Of course, technology can never replace an engaged — and engaging — teacher. It’s merely one valuable tool. Several other core principles guide my pedagogy.

Community

The best learning takes place in an environment where students feel respected not only by their instructor but by their peers. I try to help students get to know each other, which can be as simple as devoting time during the first few weeks of the semester to learning one another’s names. I also make a point of assigning frequent collaborative projects that require students to develop and sign group contracts before they begin their work.

Transparency

Students benefit from knowing what goes into developing and evaluating assignments. Not only do I present clear grading criteria, I often work with students to create them. On the first day of class, I show my students the grade spread from the past several semesters — my attempt to make plain that not everyone gets an A. I also subscribe to the notion of radical transparency about myself as a teacher. I upload all of my past teaching performance evaluations to my website, so students can use them as a guide as they decide whether to enroll in one of my courses.

Service Learning

Rhetoric and composition courses provide the perfect opportunity for service-learning assignments that motivate students with genuine communication challenges rather than fictitious scenarios. In a business communication class, I asked students to identify and solve communication problems in their own workplaces. One student, who helps his father manage the family farm, created a visual quick-start guide of instructions for operating the new GPS navigation system on their John Deere tractor. In a report and proposal writing class, a nontraditional student from a nearby small town persuaded her group members to write a grant application for funds to build a new park along a popular hiking trail. The students integrated a multimedia video into the PowerPoint presentation they developed for class and eventually submitted a revised version of their proposal to a charitable foundation. The project was funded, and the park was built. When students can take their knowledge beyond the classroom, applying the skills and new paradigms they’ve learned to the workplace and to their other studies, I know my teaching is having an impact.

Mutual Expectations

I ask a lot of my students, but I also give a lot in an attempt to foster a sense of mutual commitment. It is not enough for my students to know that I have high expectations for them; they need to see evidence that I am genuinely committed their success. At the end of each semester, I extend an offer to all my students that my door will continue to be open to them as they work on résumés, electronic portfolios, and graduate school and job applications. When I taught a paired section of honors first-year composition with Dr. Don Payne, I saw that despite his tremendous workload, he spent countless hours outside of class working with students on individual projects and helping them adjust to university life. The experience strengthened my commitment to teaching and provided a glimpse of what I hope to be doing twenty years from now. It also inspired me to give more to that class, for which I was given the university’s Honors Teaching Award, a distinction that had never before been awarded to a graduate student instead of a faculty member.

Multimodality

A multimodal environment is the natural backdrop to my student-centered teaching. For the two years that I held an assistantship as the instructional technology coordinator of ISUComm, Iowa State’s communication-across-the-curriculum program, my mantra as I worked with faculty members and other graduate students was “Try one new thing.” I have taken that dictum as my own, and I am always eager to experiment with new technologies, new assignments, and new courses. I worked with a faculty member and another graduate student to redevelop the curriculum for English 213, “Computers and the Study of English,” and was the pilot instructor to teach the new curriculum and assess its success. During my graduate work, I have pursued every available opportunity to increase the breadth and depth of my teaching experience. I have taught courses in traditional classrooms and in computer labs; have worked with remedial freshmen, honors students, and graduating seniors; and despite the increased demands on my time, have volunteered to teach a new course every semester. Over the course of my graduate career I have taught nine different courses and developed original syllabi for all but one of these.

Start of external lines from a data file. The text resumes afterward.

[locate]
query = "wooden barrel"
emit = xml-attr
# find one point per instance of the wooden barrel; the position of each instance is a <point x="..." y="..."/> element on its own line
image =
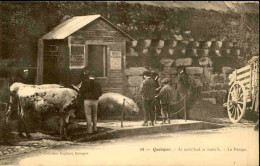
<point x="216" y="45"/>
<point x="203" y="52"/>
<point x="235" y="52"/>
<point x="144" y="43"/>
<point x="225" y="52"/>
<point x="134" y="43"/>
<point x="192" y="52"/>
<point x="157" y="43"/>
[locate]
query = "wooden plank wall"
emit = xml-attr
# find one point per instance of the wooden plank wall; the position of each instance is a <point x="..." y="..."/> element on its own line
<point x="101" y="33"/>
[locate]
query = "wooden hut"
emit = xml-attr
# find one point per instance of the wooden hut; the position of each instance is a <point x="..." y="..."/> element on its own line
<point x="81" y="41"/>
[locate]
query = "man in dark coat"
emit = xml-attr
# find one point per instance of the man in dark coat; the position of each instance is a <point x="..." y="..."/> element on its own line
<point x="147" y="89"/>
<point x="90" y="90"/>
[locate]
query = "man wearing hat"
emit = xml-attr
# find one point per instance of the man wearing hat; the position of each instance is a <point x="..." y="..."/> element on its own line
<point x="147" y="89"/>
<point x="165" y="95"/>
<point x="90" y="90"/>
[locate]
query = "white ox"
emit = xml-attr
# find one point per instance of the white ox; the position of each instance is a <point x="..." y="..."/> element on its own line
<point x="112" y="103"/>
<point x="44" y="100"/>
<point x="15" y="87"/>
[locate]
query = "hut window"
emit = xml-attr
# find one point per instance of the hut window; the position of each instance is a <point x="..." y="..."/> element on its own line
<point x="77" y="56"/>
<point x="51" y="50"/>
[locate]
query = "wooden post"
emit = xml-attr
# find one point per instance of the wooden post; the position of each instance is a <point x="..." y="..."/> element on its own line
<point x="185" y="118"/>
<point x="39" y="76"/>
<point x="122" y="115"/>
<point x="250" y="90"/>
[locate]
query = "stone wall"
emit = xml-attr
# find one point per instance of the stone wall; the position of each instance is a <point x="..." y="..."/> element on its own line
<point x="208" y="64"/>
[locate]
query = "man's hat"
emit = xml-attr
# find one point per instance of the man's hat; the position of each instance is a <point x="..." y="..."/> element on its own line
<point x="147" y="73"/>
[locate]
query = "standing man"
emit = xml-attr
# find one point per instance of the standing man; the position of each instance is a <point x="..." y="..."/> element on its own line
<point x="90" y="90"/>
<point x="147" y="89"/>
<point x="166" y="96"/>
<point x="157" y="107"/>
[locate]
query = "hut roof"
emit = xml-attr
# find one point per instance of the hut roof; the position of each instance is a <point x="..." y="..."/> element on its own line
<point x="73" y="24"/>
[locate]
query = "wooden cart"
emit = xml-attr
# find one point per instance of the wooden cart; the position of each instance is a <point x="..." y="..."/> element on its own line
<point x="244" y="90"/>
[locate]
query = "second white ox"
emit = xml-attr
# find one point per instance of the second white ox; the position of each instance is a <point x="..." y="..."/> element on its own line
<point x="44" y="100"/>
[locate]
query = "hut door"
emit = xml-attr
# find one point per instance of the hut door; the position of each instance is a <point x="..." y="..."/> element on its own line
<point x="97" y="59"/>
<point x="50" y="72"/>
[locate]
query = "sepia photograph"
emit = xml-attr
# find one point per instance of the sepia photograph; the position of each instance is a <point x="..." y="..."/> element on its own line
<point x="120" y="83"/>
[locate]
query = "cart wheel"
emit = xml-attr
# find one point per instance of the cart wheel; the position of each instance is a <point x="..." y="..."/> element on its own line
<point x="236" y="103"/>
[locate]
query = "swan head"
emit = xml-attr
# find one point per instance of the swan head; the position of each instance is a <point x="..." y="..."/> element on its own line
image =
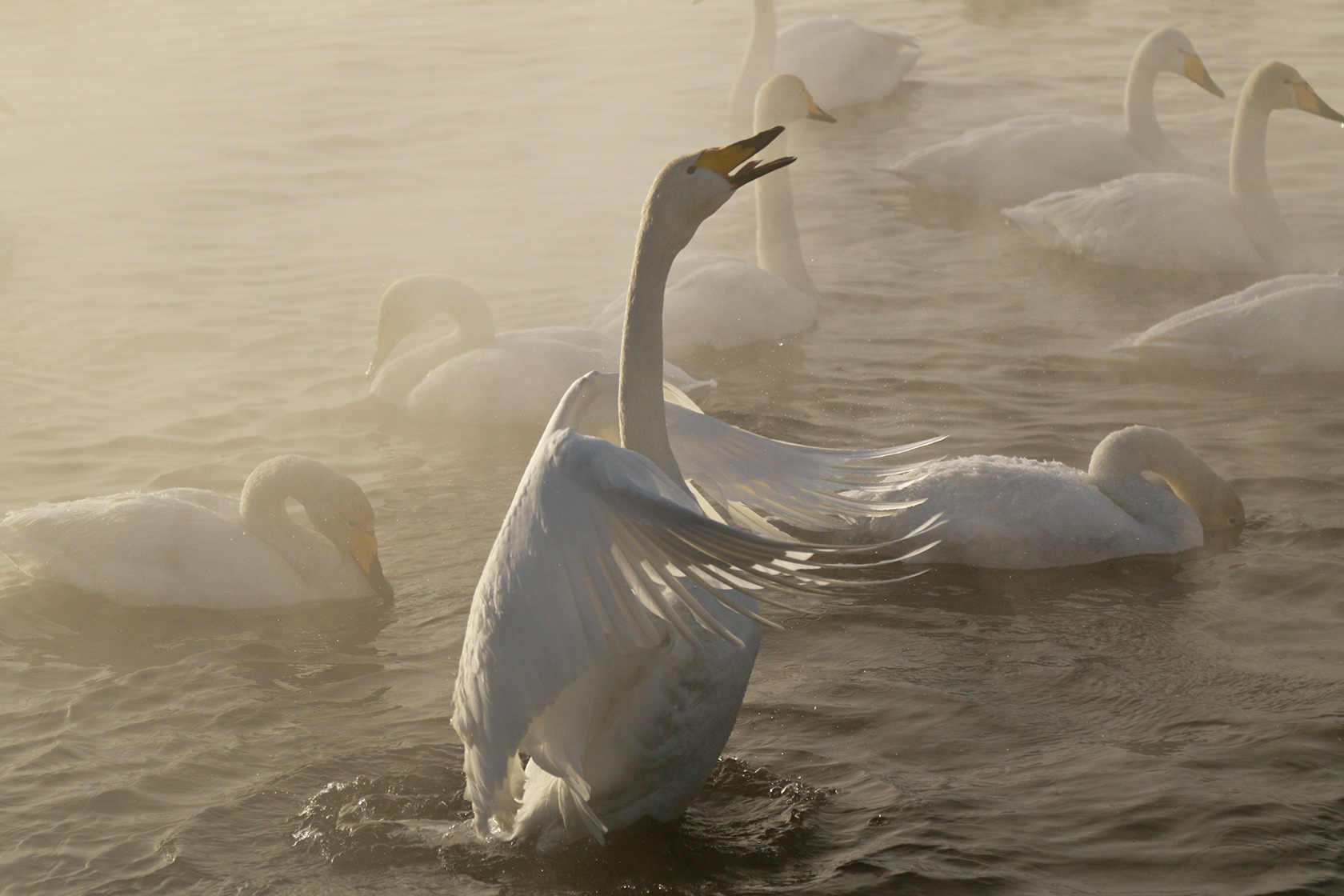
<point x="693" y="187"/>
<point x="784" y="98"/>
<point x="409" y="302"/>
<point x="1172" y="51"/>
<point x="1278" y="86"/>
<point x="340" y="510"/>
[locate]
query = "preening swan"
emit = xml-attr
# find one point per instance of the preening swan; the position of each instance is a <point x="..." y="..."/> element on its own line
<point x="474" y="375"/>
<point x="614" y="626"/>
<point x="207" y="550"/>
<point x="1288" y="324"/>
<point x="1182" y="222"/>
<point x="1018" y="514"/>
<point x="721" y="302"/>
<point x="1022" y="158"/>
<point x="843" y="62"/>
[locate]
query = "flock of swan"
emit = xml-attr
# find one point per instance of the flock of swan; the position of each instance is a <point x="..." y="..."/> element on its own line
<point x="617" y="618"/>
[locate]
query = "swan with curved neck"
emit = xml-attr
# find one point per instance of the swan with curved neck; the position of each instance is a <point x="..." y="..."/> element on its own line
<point x="612" y="633"/>
<point x="201" y="548"/>
<point x="474" y="375"/>
<point x="1022" y="158"/>
<point x="1180" y="222"/>
<point x="1020" y="514"/>
<point x="1284" y="326"/>
<point x="721" y="302"/>
<point x="843" y="62"/>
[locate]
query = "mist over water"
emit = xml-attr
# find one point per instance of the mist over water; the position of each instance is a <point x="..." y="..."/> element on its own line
<point x="205" y="202"/>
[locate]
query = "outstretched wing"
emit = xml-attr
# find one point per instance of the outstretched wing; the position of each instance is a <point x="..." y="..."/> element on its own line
<point x="601" y="554"/>
<point x="757" y="481"/>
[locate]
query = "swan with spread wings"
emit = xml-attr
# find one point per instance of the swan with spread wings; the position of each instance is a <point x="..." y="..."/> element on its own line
<point x="616" y="622"/>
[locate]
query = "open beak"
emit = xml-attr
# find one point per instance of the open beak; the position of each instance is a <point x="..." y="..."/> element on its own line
<point x="363" y="547"/>
<point x="1197" y="71"/>
<point x="722" y="160"/>
<point x="1308" y="101"/>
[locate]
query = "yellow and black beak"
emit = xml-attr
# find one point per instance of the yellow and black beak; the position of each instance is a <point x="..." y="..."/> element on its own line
<point x="363" y="547"/>
<point x="1308" y="101"/>
<point x="722" y="160"/>
<point x="1197" y="71"/>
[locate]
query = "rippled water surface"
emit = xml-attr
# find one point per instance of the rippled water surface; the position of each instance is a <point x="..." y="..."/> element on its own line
<point x="205" y="202"/>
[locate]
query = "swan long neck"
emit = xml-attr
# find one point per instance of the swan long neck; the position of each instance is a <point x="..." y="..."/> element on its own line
<point x="1253" y="196"/>
<point x="642" y="418"/>
<point x="262" y="506"/>
<point x="778" y="245"/>
<point x="757" y="66"/>
<point x="1142" y="128"/>
<point x="1121" y="458"/>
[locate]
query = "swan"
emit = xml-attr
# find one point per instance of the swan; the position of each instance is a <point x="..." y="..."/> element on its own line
<point x="1182" y="222"/>
<point x="844" y="63"/>
<point x="613" y="629"/>
<point x="1022" y="158"/>
<point x="207" y="550"/>
<point x="1018" y="514"/>
<point x="1289" y="324"/>
<point x="721" y="302"/>
<point x="474" y="375"/>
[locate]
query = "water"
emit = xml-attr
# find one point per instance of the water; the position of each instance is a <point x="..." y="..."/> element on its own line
<point x="206" y="203"/>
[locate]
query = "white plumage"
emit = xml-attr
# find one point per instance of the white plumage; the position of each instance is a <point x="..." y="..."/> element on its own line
<point x="1183" y="222"/>
<point x="202" y="548"/>
<point x="474" y="375"/>
<point x="1019" y="514"/>
<point x="1288" y="324"/>
<point x="1022" y="158"/>
<point x="614" y="626"/>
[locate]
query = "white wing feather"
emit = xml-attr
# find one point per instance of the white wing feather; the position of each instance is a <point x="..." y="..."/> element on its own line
<point x="600" y="555"/>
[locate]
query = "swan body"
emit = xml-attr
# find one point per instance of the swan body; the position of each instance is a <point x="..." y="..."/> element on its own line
<point x="1182" y="222"/>
<point x="719" y="302"/>
<point x="1023" y="158"/>
<point x="474" y="375"/>
<point x="614" y="626"/>
<point x="846" y="63"/>
<point x="1288" y="324"/>
<point x="1018" y="514"/>
<point x="843" y="62"/>
<point x="207" y="550"/>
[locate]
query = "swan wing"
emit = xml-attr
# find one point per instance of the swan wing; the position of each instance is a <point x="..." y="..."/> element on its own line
<point x="802" y="486"/>
<point x="1023" y="158"/>
<point x="600" y="555"/>
<point x="1152" y="221"/>
<point x="843" y="62"/>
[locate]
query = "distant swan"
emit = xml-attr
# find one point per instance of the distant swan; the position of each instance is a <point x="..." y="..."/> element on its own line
<point x="1016" y="514"/>
<point x="207" y="550"/>
<point x="474" y="375"/>
<point x="1187" y="223"/>
<point x="1288" y="324"/>
<point x="614" y="626"/>
<point x="843" y="62"/>
<point x="721" y="302"/>
<point x="1022" y="158"/>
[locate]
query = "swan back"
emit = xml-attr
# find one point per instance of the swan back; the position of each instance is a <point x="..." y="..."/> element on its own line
<point x="1121" y="458"/>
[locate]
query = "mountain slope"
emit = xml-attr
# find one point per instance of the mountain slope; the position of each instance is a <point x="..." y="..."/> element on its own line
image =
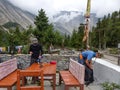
<point x="67" y="21"/>
<point x="10" y="13"/>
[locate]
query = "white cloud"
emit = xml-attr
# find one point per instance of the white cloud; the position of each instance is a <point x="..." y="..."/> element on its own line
<point x="101" y="7"/>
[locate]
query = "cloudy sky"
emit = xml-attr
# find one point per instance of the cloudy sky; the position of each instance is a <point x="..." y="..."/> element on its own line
<point x="101" y="7"/>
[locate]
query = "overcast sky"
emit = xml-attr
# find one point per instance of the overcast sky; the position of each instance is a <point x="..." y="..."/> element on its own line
<point x="100" y="7"/>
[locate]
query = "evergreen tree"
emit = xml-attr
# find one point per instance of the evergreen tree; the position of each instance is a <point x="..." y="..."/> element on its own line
<point x="42" y="25"/>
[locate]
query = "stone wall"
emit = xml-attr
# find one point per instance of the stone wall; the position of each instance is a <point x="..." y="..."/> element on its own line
<point x="106" y="72"/>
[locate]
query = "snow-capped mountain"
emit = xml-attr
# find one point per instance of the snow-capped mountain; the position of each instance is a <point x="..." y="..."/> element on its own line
<point x="67" y="21"/>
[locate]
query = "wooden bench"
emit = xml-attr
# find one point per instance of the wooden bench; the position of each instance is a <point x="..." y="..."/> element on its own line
<point x="74" y="77"/>
<point x="8" y="73"/>
<point x="26" y="73"/>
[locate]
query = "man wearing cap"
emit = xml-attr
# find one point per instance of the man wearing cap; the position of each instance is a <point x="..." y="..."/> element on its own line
<point x="85" y="58"/>
<point x="35" y="50"/>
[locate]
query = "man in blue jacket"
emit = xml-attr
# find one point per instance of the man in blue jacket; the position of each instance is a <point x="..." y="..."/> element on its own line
<point x="85" y="58"/>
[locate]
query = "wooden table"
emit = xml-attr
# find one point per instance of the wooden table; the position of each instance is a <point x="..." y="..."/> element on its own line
<point x="48" y="69"/>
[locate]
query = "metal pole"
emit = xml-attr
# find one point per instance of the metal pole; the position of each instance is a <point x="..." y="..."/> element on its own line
<point x="119" y="57"/>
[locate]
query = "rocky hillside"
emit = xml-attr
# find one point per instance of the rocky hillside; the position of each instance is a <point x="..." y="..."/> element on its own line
<point x="10" y="13"/>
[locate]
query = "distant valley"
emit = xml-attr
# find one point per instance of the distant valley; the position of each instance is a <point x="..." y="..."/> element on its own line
<point x="63" y="21"/>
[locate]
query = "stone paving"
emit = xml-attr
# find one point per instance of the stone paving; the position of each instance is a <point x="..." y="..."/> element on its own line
<point x="23" y="62"/>
<point x="47" y="86"/>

I have also come to love researching and teaching about pedagogy, particularly instructional technology tools. I’ve taught numerous workshops on such topics as content management systems, class websites, and social bookmarking, both inside and outside my department, and I’ve presented on my experiences and findings at several national conferences. Now, faculty members and fellow graduate students seek me out for advice when they’re looking for ways to speed up electronic grading or searching for the right software program to help their students collaborate. Enhancing fellow teachers’ access to and understanding of technology tools is one of my passions.

For me, technology not only provides a simple way to connect with and engage students, it makes it easier to maintain those connections long after the class has ended. A few of my former students follow me on Twitter; others contact me periodically via email. A few months after my “Technology, Rhetoric, and Professional Communication” class ended, I received an email from one student who said, “English 411 was the best class I have taken at ISU, and the one that I have thought about and talked about the most, even after the class was officially over. I’m sure that I will continue to think about the questions and issues that we raised as I continue on in my studies (the way a class should be).”

Knowing that this student and others have successfully connected their work in my classes to their other coursework and their endeavors outside the university is my greatest reward as a teacher.